Investors question spending as data center build speeds up

Oracle built its cloud push on its old database base and then chased bigger names in modern computing. The current expansion is tied tightly to a large data center build meant to support AI workloads for OpenAI.

Major platform clients also include TikTok under ByteDance and Meta Platforms. These customers help explain the surge in infrastructure demand even as questions grow about the cost of keeping those sites running nonstop.

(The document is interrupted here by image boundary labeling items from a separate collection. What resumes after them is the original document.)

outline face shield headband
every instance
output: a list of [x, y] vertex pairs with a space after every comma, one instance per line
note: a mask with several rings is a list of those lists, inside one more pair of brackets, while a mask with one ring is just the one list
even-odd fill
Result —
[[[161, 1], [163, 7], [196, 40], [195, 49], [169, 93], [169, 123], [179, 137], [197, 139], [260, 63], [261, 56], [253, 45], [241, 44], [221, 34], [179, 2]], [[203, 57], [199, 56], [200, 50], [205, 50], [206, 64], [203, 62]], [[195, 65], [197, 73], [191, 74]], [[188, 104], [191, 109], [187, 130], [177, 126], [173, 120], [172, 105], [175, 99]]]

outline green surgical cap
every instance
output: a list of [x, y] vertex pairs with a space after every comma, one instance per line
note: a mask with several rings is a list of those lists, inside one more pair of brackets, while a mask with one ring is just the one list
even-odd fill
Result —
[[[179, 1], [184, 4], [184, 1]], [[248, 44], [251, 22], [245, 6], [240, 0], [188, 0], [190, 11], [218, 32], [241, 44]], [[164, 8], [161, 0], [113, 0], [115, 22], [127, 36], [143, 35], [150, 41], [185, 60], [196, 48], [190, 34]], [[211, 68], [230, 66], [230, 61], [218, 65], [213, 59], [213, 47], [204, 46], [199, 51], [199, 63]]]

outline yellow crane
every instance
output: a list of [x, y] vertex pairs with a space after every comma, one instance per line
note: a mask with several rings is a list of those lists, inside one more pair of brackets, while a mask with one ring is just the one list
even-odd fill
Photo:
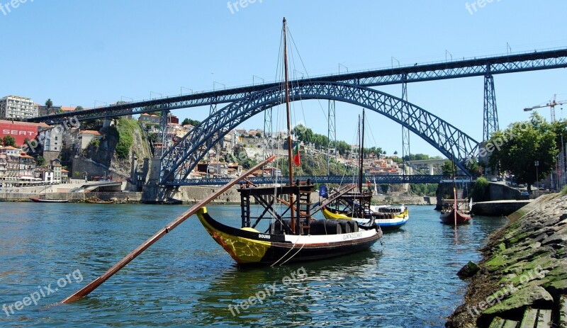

Spending pressure showed up clearly in the quarter. Capital expenditures reached about $13 billion, up from $8.5 billion in the prior period. Back in September, the company projected full-year capital spending of $35 billion. Analysts had modeled only $8.25 billion for the latest quarter, which widened the gap between expectations and what was actually spent. The higher outlay reflects land, power, hardware, and network commitments tied to multiple new locations leased to expand computing capacity. These sites are meant to meet AI demand that has not yet fully turned into recognized sales on books.

CEO Clay Magouyrk said, “Oracle is good at building and running high-performance and cost-efficient cloud data centers,” adding that automation lets more sites be built and operated at scale. The stock dropped five percent in extended trading after closing at $223.27 in New York. Shares are down about one-third since September 10, when excitement around the cloud unit pushed the company to a record high. This report was also the first since Safra Catz handed the chief executive role to Magouyrk and Mike Sicilia.